Oleh:
Nur Bintang*
Walter Benjamin adalah seorang
tokoh Yahudi dalam tradisi Mahzab Frankfurt (Jerman) yang juga merupakan
seorang sastrawan, filsuf kawakan beraliran marxis, sekaligus ‘the great
social critism von Germany’. Benjamin lahir di Berlin pada tanggal 15 Juli
1882 dan meninggal dengan jalan bunuh diri pada tanggal 25 September 1940
ketika dalam kondisi jiwa yang tertekan (frustasi) akibat menenggak
beberapa butir pil sianida ketika dalam ‘status pelarian’ saat hendak keluar
dari perbatasan Perancis yang diduduki Nazi-Jerman menuju Spanyol dalam usaha untuk menghindari kejaran pasukan polisi rahasia Nazi-Jerman (Gestapo) yang kala itu mengejar Benjamin dengan dalih sebagai ilmuwan
sosial Yahudi yang memiliki pemikiran-pemikiran berbahaya bagi keberlangsungan
otoritas rezim Nazi-Jerman. Selain itu, pasukan Gestapo Nazi-Jerman juga merusak dan menyita buku-buku perpustakaan sumber pengetahuan
milik Benjamin. Pemerintah fasis Nazi-Jerman menjalankan ‘politik genosida/pemusnahan
etnis’ atas perintah diktaktor “Adolf Hitler” yang sangat bersikap rasis
dan membenci ras Yahudi (anti-semit) yang dimana pada akhirnya Nazi-Jerman berhasil dikalahkan dan dikuasai oleh tentara merah Uni Soviet yang
dipimpin oleh “Joseph Stalin” yang notabene masih berdarah Yahudi dalam
serbuan invansi kilat melalui dua juta tentara merah Uni Soviet yang melakukan penyerbuan ke Jerman. Kekalahan telak Nazi-Jerman akibat jatuhnya Kota Berlin ke tangan Uni Soviet telah mengakhiri perang dunia
ke-2 di Eropa.
Benjamin merupakan seorang kritikus budaya yang
sangat brilian di era zamannya. Pribadi Benjamin seperti dijelaskan dalam
beberapa buku yang pernah saya baca bahwa jika ternyata Benjamin merupakan
seorang pribadi yang tertutup dan cenderung anti-sosial/suka menyendiri.
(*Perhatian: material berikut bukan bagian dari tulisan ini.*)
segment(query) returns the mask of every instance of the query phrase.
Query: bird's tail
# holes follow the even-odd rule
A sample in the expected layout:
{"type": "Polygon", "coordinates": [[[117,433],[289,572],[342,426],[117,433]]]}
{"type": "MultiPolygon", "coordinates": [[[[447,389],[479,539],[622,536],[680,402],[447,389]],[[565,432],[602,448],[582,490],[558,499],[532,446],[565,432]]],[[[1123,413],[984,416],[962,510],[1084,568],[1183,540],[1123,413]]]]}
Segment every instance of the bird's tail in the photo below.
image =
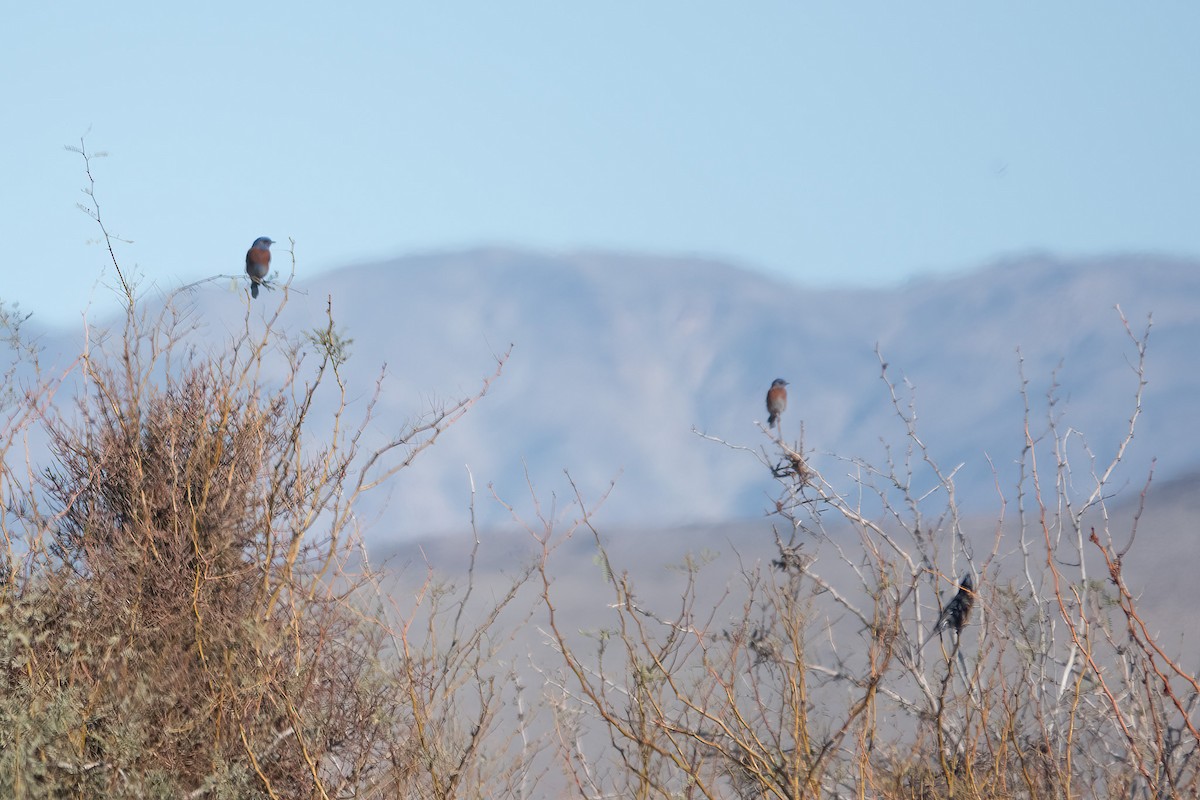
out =
{"type": "Polygon", "coordinates": [[[250,296],[258,299],[258,281],[250,281],[250,296]]]}
{"type": "Polygon", "coordinates": [[[774,427],[775,427],[775,420],[777,420],[777,419],[779,419],[779,415],[778,415],[778,414],[772,414],[771,416],[767,417],[767,427],[768,427],[768,428],[774,428],[774,427]]]}

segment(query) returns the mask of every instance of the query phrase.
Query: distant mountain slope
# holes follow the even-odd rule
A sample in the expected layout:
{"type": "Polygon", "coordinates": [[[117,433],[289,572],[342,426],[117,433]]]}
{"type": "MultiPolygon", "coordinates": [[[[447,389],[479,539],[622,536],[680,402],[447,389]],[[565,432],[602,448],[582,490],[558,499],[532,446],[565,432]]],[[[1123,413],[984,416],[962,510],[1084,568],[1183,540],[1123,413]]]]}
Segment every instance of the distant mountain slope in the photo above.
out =
{"type": "MultiPolygon", "coordinates": [[[[1200,465],[1200,262],[1032,256],[900,288],[816,291],[714,261],[489,249],[360,265],[296,286],[305,294],[293,296],[284,324],[319,324],[331,297],[354,339],[357,396],[388,365],[380,436],[438,398],[472,391],[492,354],[515,345],[493,393],[402,476],[372,534],[382,540],[464,525],[468,465],[478,485],[494,482],[519,504],[526,472],[547,504],[569,493],[564,469],[589,497],[615,478],[605,518],[623,524],[760,515],[769,477],[693,426],[768,444],[754,422],[765,419],[767,386],[784,377],[785,434],[798,437],[803,420],[827,476],[849,471],[831,453],[877,463],[881,437],[904,446],[877,343],[889,376],[915,386],[923,440],[945,466],[964,465],[960,501],[986,513],[997,506],[986,456],[1007,490],[1023,446],[1018,346],[1039,425],[1061,364],[1056,412],[1066,424],[1101,456],[1127,428],[1134,353],[1116,304],[1139,332],[1148,313],[1155,320],[1131,464],[1144,470],[1157,457],[1164,478],[1200,465]]],[[[244,313],[240,292],[205,289],[196,302],[214,334],[244,313]]],[[[480,511],[485,525],[506,518],[484,498],[480,511]]]]}

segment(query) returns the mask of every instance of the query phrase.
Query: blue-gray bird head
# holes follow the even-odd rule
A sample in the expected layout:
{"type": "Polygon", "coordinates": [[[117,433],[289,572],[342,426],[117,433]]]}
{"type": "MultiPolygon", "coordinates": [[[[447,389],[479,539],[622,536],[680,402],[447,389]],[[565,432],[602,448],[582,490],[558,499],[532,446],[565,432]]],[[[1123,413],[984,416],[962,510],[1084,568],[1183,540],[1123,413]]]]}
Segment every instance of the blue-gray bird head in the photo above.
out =
{"type": "MultiPolygon", "coordinates": [[[[762,384],[759,384],[759,385],[761,386],[762,384]]],[[[772,389],[774,389],[776,386],[787,386],[787,385],[788,385],[788,382],[785,381],[783,378],[776,378],[775,380],[771,381],[772,389]]]]}
{"type": "Polygon", "coordinates": [[[258,248],[259,250],[270,250],[271,245],[273,245],[273,244],[275,244],[275,242],[271,241],[270,236],[260,236],[257,239],[255,239],[254,244],[252,244],[250,246],[252,248],[258,248]]]}

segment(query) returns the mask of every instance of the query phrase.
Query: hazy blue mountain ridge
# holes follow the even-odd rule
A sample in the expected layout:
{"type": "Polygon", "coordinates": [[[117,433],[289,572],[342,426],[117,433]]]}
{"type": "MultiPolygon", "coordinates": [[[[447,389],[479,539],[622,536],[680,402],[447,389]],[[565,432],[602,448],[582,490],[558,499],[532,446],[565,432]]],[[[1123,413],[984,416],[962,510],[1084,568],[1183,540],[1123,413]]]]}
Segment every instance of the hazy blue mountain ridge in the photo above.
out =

Penilaian pribadi Benjamin ini diungkapkan oleh beberapa kawan/koleganya yang
selama ini mengenal baik dengan Benjamin. Benjamin sangat jelas terpengaruh
pemikiran marxisme di dalam tulisannya terkait dengan kritik sastra dan kritik
budaya. Kebanyakan tulisan Benjamin menceritakan tentang akibat buruk
modernisasi terhadap kehidupan manusia. Benjamin melalui pemikiran tulisannya
berusaha menyelamatkan manusia dari keburukan akibat modernisasi melalui jalan
seni (art) yang membebaskan atau “estetika penyelamatan”.
Foto 1. tentara Nazi-Jerman ketika sedang melakukan pengejaran.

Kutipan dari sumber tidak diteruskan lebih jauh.